High-Tech Lie Detection Systems
Scientists at Tel Aviv University that have developed a new method of lie detection. Prof. Hanein and colleague Prof. Dino Levy lead a team that have identified two types of liars - those who involuntarily move their eyebrows when they tell a fib, and those that cannot control a very slight lip movement where their lips meet their cheeks.
The software and algorithm they use can now detect 73% of lies and they intend to improve that as they develop the system. "When you try to conceal a lie, one of the things you try to avoid is any sort of body reaction... But it's very, very hard for you to conceal a lie with this technology." Prof Levy says.
The early 20th Century saw the invention of the first lie detection machines or polygraphs. The most well-known of these is the "analogue polygraph", which typically has three or four ink-filled needles that dance round on a strip of moving paper. The suspect has sensors attached to their fingers, arms and body and the machine then measures breathing rate, pulse, blood pressure and perspiration as they answer a series of questions.
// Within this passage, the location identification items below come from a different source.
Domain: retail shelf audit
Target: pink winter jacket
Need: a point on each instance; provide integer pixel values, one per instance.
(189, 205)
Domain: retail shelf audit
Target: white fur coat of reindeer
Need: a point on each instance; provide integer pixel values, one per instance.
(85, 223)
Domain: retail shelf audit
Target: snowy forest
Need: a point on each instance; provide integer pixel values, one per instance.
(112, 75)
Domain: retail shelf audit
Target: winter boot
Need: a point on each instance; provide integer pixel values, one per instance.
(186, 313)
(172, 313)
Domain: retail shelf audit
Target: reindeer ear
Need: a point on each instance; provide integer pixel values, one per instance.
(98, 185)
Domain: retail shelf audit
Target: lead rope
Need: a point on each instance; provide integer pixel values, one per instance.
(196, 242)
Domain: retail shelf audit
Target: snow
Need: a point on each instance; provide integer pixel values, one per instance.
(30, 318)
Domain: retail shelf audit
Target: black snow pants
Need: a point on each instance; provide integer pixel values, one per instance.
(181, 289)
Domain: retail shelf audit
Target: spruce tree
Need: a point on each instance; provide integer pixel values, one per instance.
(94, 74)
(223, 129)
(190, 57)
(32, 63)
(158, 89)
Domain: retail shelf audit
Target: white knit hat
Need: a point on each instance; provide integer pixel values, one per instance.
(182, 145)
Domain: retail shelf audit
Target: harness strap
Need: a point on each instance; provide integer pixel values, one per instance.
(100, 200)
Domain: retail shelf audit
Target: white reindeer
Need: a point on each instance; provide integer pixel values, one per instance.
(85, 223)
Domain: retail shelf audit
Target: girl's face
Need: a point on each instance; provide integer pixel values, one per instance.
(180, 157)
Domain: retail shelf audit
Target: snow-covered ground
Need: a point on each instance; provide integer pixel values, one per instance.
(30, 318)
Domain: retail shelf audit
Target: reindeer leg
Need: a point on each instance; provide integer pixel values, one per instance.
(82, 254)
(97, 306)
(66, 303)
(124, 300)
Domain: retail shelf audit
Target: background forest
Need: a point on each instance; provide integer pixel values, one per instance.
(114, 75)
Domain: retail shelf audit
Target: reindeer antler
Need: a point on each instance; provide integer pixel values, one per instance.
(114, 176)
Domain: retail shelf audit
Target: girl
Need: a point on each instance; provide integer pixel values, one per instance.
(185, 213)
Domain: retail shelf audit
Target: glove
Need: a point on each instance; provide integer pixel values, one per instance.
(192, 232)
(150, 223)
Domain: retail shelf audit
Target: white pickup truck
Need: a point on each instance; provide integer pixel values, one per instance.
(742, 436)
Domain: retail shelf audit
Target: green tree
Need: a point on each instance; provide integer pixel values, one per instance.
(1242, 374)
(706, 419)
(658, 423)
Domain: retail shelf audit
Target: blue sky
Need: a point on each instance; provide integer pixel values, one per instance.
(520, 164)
Currently the polygraph is the best-known technique for psycho-physiological detection of deception. The goal of all of these techniques is to detect deception by analysing signals of changes in the body that cannot normally be detected by human observation. Unfortunately, these devices are not considered wholly accurate.
However, the availability of cheaper computing power, brain-scanning technologies and artificial intelligence has given birth to a powerful new generation of lie-detection tools based upon measuring changes in cognitive load, which has an involuntary impact on the eyes and reading behaviour, which can be accurately measured.
The Tel Aviv researchers say that a combination of skin electrodes measuring facial muscle movements and video cameras monitoring eye movements and subtle changes in pupil size, are capable of detecting a liar with a much higher level of certainty.
In the commercial sector a number of companies have been set up with the aim of using similar technology to produce what they hope will be an infallible lie detector for use law enforcement and other state agencies as well as employers, insurance companies and others.